Recorded view from the microscope (a) showing the surgical scene, (b) at the moment of puncture (vein is mildly dilated), and (c) after the puncture (blood is observed)
IV. RESULTS AND DISCUSSION
A. Overall force characteristics
Table I provides an overview for the force characteristic of all cannulation attempts. From 32 RVC attempts on 10 rabbits, 16 trials were performed using hollow 110 μm metal needle (with inner diameter of approximately 60 μm), 16 using hollow 70 μm metal needle (with inner diameter of approximately 30 μm), 20 on the left eye, and 12 on the right eye. We observed that the average and maximum of needle-tissue, tool-sclera, and handle-surgeon interaction forces were variable from one rabbit to another.
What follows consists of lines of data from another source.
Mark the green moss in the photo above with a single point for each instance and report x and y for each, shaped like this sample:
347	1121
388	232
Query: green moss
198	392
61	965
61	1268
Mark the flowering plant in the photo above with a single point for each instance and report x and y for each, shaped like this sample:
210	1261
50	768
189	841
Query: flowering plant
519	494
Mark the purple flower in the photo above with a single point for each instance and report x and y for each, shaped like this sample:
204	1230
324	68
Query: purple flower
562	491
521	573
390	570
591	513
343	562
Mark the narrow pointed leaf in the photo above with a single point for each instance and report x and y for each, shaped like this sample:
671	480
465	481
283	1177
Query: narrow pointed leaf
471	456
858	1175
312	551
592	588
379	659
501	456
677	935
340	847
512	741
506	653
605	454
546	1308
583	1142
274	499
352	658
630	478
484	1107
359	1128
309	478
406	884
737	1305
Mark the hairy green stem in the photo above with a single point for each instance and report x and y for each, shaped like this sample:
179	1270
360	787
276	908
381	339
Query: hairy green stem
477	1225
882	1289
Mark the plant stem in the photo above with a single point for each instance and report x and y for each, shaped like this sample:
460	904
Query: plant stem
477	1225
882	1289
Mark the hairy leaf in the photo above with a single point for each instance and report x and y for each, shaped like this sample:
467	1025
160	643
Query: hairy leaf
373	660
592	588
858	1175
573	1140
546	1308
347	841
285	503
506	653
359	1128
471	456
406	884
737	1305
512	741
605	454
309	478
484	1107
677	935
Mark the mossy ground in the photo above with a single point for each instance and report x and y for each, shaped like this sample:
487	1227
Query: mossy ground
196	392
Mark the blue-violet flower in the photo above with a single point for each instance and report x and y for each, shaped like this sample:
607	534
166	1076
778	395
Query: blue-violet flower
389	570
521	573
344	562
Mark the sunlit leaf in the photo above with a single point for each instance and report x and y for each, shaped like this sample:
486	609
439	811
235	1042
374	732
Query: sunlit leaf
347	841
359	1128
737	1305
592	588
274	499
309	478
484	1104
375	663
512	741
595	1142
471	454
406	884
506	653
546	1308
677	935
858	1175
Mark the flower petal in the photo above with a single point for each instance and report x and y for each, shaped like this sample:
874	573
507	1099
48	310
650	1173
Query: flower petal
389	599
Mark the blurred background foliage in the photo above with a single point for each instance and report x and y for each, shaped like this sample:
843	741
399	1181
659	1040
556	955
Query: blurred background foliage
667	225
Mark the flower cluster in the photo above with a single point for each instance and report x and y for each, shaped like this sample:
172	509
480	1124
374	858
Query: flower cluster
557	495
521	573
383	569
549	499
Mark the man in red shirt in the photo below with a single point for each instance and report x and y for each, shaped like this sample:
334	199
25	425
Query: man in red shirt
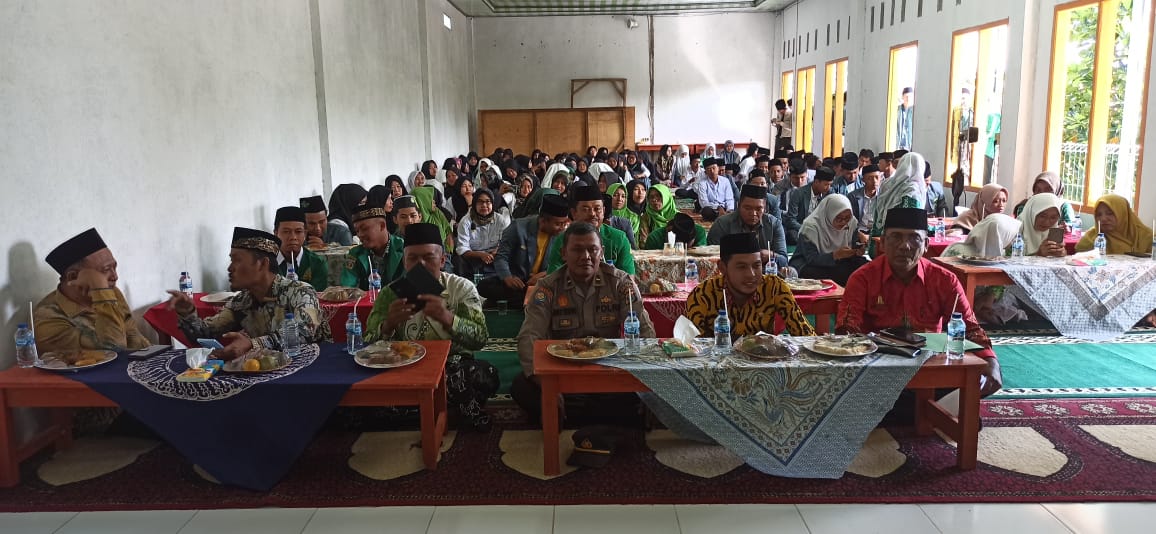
902	289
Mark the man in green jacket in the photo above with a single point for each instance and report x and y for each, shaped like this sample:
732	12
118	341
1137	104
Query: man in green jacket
587	207
379	250
289	225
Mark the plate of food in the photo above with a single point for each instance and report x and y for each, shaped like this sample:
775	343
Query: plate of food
257	361
74	360
219	297
583	349
983	259
765	347
808	284
842	346
339	294
659	288
390	354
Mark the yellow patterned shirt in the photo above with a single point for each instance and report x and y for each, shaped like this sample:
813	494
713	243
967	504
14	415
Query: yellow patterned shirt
106	325
773	298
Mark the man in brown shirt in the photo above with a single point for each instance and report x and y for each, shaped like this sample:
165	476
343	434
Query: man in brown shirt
87	311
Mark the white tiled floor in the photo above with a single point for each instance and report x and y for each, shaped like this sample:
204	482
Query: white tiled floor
1096	518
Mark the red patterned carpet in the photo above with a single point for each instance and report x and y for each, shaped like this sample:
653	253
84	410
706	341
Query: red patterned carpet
1030	451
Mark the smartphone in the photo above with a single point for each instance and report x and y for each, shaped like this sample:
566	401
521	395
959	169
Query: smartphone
148	353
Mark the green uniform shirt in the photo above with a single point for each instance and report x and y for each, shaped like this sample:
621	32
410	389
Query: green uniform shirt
312	269
615	247
357	268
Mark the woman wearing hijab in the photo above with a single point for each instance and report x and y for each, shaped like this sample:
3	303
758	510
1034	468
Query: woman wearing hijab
479	234
905	188
659	210
991	200
1120	225
1049	182
1039	215
829	246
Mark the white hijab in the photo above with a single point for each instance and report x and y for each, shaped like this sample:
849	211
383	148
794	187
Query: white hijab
819	227
1036	205
990	237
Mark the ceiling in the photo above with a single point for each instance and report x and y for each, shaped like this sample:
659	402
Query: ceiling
476	8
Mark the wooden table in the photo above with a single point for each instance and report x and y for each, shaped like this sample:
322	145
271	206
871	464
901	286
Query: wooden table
558	377
972	276
421	384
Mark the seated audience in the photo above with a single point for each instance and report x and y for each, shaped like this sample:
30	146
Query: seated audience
901	288
456	314
252	318
86	311
755	301
585	297
829	245
289	227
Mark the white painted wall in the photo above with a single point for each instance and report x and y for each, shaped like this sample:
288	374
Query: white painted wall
711	72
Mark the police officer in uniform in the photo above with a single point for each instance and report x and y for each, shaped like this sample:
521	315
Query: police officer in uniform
586	297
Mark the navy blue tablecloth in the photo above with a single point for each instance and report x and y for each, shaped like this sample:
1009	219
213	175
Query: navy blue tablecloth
247	434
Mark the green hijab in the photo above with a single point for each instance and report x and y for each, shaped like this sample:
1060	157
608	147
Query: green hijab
624	212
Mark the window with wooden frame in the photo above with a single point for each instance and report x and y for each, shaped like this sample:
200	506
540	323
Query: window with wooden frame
836	106
901	96
978	66
1097	97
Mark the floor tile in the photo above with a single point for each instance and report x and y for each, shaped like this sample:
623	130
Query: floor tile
1106	518
249	521
740	519
493	520
394	520
615	519
993	518
32	523
866	519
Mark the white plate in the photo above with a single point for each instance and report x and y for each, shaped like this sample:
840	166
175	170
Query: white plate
810	346
39	363
219	297
363	362
560	350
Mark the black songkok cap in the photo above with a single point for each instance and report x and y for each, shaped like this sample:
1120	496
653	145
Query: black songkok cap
289	214
911	219
423	234
256	240
824	173
750	191
555	206
75	250
739	244
585	193
312	204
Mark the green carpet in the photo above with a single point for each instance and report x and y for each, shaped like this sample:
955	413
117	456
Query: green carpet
1046	366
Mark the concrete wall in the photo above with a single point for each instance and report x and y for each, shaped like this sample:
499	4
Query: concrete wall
164	124
1024	99
711	72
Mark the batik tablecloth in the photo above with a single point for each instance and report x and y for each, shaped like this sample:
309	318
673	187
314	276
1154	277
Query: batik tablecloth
803	417
1090	303
651	266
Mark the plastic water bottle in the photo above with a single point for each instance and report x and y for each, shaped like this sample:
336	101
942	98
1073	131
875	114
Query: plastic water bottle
186	283
353	333
1017	249
631	329
290	341
26	347
375	284
723	333
956	333
691	274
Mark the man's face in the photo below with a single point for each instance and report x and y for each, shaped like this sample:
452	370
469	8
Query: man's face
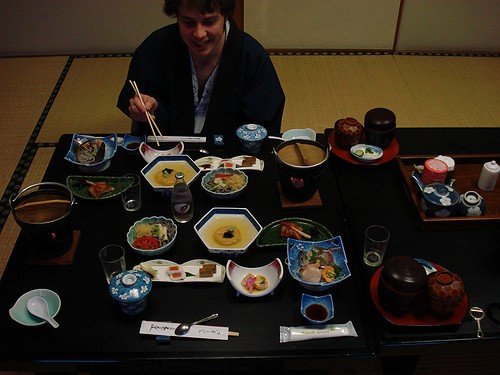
202	33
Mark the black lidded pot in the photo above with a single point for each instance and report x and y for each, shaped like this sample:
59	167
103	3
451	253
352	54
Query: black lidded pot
402	280
380	126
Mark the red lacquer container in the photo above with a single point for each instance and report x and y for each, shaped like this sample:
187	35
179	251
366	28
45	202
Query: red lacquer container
434	171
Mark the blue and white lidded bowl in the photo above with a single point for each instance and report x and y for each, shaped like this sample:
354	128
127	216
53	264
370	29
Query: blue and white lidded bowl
130	289
251	137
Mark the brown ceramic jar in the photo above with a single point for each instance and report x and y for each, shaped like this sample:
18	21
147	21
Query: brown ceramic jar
446	291
347	132
402	280
380	126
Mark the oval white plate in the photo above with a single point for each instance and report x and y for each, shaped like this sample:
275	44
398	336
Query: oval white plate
190	267
366	153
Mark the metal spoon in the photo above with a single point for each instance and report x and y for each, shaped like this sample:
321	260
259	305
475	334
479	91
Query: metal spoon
477	314
38	306
183	328
200	150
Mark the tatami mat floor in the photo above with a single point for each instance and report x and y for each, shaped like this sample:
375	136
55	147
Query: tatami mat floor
44	97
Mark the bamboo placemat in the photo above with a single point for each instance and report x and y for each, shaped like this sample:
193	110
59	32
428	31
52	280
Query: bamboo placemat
86	102
26	87
453	91
10	230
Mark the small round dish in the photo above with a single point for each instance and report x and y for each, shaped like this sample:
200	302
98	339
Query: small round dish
317	309
366	153
224	183
19	312
390	152
159	227
251	137
131	142
92	154
246	279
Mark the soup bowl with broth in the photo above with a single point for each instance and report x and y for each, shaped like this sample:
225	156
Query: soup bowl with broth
43	211
300	164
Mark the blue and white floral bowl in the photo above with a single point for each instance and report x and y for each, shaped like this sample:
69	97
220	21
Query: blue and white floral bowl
130	289
251	137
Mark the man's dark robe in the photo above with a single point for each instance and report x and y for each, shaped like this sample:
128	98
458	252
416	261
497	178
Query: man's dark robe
246	90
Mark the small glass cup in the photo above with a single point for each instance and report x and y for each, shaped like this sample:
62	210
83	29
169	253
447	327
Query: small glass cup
376	240
130	191
113	260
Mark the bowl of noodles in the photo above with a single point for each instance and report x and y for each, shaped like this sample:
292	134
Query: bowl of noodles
152	236
224	183
160	172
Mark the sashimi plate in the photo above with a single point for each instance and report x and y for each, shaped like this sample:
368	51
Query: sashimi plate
190	267
80	188
242	162
270	235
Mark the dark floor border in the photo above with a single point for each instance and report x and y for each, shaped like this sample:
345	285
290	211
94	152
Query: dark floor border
30	149
324	52
285	52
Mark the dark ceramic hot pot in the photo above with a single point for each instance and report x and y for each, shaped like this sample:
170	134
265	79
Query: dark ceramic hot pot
380	126
43	211
300	182
438	199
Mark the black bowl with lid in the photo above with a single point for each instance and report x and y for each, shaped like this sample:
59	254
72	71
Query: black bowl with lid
402	280
380	126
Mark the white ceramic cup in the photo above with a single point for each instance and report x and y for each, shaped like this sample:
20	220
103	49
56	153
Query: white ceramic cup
130	191
113	260
376	240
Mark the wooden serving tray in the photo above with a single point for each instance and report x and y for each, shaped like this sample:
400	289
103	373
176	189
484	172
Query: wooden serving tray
466	174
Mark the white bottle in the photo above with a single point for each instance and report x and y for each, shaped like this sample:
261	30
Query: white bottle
489	176
181	200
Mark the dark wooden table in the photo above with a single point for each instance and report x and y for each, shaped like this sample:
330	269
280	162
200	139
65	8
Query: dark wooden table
377	195
95	335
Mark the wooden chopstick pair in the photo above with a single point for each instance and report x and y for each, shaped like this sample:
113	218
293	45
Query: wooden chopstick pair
149	116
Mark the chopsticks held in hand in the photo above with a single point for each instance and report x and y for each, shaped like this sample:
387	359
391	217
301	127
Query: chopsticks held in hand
149	116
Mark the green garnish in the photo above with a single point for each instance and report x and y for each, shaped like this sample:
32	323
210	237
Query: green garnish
166	172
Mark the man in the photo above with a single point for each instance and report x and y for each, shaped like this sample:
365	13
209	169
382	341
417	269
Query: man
203	75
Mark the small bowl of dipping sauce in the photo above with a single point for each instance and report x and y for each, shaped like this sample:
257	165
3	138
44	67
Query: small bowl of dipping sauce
317	309
131	142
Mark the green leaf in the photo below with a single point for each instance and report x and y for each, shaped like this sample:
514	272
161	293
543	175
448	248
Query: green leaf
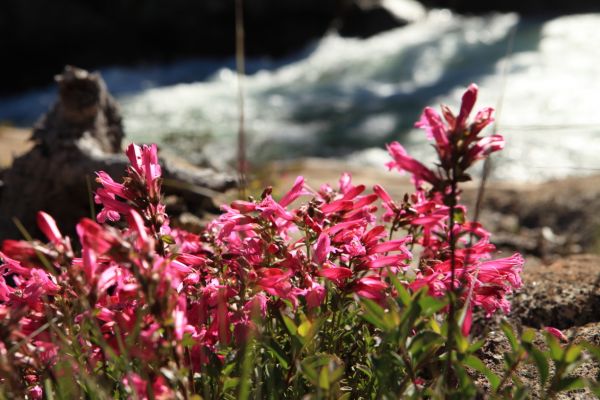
424	340
324	378
168	239
403	293
276	351
304	328
230	383
541	363
573	353
510	335
431	305
556	352
528	335
374	314
473	347
478	365
289	324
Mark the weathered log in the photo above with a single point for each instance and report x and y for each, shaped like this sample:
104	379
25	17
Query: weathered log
81	134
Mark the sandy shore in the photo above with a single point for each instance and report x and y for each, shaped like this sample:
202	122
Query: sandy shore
13	143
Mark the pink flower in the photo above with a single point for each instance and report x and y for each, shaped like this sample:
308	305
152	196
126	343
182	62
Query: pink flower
48	227
556	333
294	192
322	249
35	392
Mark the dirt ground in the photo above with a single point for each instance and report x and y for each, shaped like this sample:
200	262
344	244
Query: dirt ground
13	143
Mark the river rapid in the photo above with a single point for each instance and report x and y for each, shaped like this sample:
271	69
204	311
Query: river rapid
346	98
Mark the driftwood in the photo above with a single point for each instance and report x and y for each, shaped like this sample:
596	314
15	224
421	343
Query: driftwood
82	134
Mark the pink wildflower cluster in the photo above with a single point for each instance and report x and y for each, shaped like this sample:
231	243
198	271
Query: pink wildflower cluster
456	252
172	299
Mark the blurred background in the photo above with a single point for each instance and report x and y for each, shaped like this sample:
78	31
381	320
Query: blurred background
325	78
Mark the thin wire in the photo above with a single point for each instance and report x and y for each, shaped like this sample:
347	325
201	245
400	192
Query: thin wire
240	66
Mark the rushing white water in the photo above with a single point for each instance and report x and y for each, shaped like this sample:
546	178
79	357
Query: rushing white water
348	97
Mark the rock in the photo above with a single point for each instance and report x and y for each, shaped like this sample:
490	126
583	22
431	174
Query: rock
367	18
46	35
81	134
532	7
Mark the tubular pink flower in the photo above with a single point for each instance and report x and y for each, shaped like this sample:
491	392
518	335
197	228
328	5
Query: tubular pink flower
335	273
556	333
111	186
468	102
322	249
434	127
48	226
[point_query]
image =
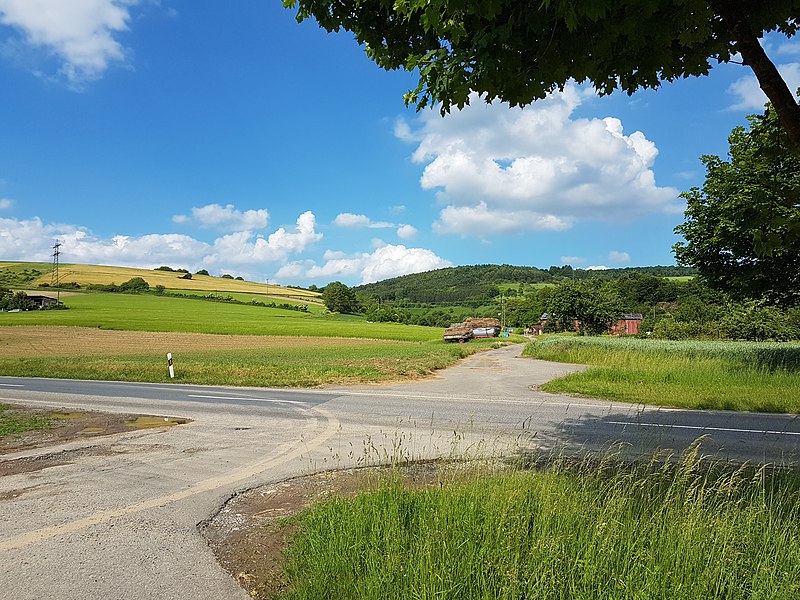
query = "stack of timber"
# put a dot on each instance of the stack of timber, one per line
(484, 327)
(459, 332)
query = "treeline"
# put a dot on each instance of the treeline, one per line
(478, 285)
(670, 309)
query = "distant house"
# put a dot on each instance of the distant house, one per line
(627, 325)
(41, 302)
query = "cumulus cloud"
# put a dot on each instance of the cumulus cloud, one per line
(748, 94)
(351, 220)
(32, 239)
(619, 257)
(572, 260)
(406, 232)
(245, 248)
(503, 170)
(79, 32)
(385, 262)
(225, 217)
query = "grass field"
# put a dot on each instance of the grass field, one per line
(567, 531)
(17, 274)
(82, 353)
(147, 312)
(748, 376)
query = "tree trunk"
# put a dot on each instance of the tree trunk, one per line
(769, 79)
The large variation in the interaction forces can be attributed to the different tissue properties of the individual rabbits, the size and sharpness of the needle, the eye position (left or right eye), the approach angle, i.e., the angle between the needle and the vein, the location where the needle contacts the vein, the insertion speed, and the needle deflection.
TABLE I.
MEAN AND MAX FOR HANDLE, NEEDLE AND SCLERA FORCES FOR LEFT VS RIGHT EYE AND 70 μm VS 110 μm NEEDLE SIZE
| Rabbit # | Needle size | # of Trials | Mean (Max) of interaction forces at | # of Success | Needle force at puncture (mN) | ||||
|---|---|---|---|---|---|---|---|---|---|
|
| |||||||||
| Left eye | Right eye | Needle (mN) | Sclera (mN) | Handle (N) | Left eye | Right eye | |||
| 1 | 110 μm | 1 | 0 | 12.5 (42.9) | 32.1 (87.8) | 1.13 (6.91) | - | - | - |
| 2 | 1 | 1 | 12.3 (75.1) | 96.5 (362) | 0.657 (6.42) | - | 1 | (7.66) | |
| 3 | 2 | 1 | 14.2 (70.3) | 201 (386) | 0.931 (6.79) | - | - | - | |
|
| |||||||||
| 4 | 70 μm | 0 | 3 | 7.06 (40.9) | 36.1 (93.3) | 0.327 (1.43) | - | 1 | (19.4) |
| 5 | 1 | 0 | 8.39 (43.0) | 63.1 (261) | 0.901 (6.21) | - | - | - | |
| 6 | 0 | 5 | 4.77 (47.3) | 71.1 (156) | 0.713 (3.01) | - | 3 | (7.78), (28.7), (33.5) | |
| 7 | 7 | 0 | 2.43 (13.48) | 49.5 (217) | 0.737 (2.76) | 2 | - | (9.80), (14.5) | |
|
| |||||||||
| 8 | 110 μm | 0 | 1 | 5.72 (14.2) | 34.2 (173) | 0.676 (2.43) | - | - | - |
| 9 | 4 | 1 | 9.44 (58.7) | 40.0 (235) | 0.436 (5.43) | 2 | - | (13.7), (14.5) | |
| 10 | 4 | 0 | 9.49 (40.9) | 34.2 (222) | 0.346 (1.89) | 3 | - | (21.9), (30.4), (38.3) | |
Fig. 6 compares the needle-tissue, tool-sclera, and handle-surgeon interaction forces, based on the eye (left vs right) and the needle size. The magenta dots represent the mean of the interaction forces. Based on the t-test statistical analysis, results show statistically significant (p-value less than 0.001) lower needle-tissue interaction forces for the right eye (mean 7.10 mN) compared with the left eye (mean 10.96 mN). This observation can be attributed to the different position of the sclerotomy, and perhaps different ergonomics required for cooperative manipulation, between left and right eye. Similarly, lower needle-tissue interaction forces for the 70 μm needle (mean 5.01 mN) as compared to the 110 μm needle (mean 11.04 mN) was observed and was statistically significant. This is expected as the thinner needle requires less pressure to puncture the vein. For tool-sclera and handle-surgeon interaction forces, there were no significant differences measured between left and right eyes and similarly there were no significant differences measured between the 70 μm and 110 μm needles.
Fig. 6.
Comparison of (a) needle-tissue, (b) tool-sclera, and (c) handle-surgeon interaction forces in left and right eye and for 110 μm (N1) and 70 μm (N2) needles.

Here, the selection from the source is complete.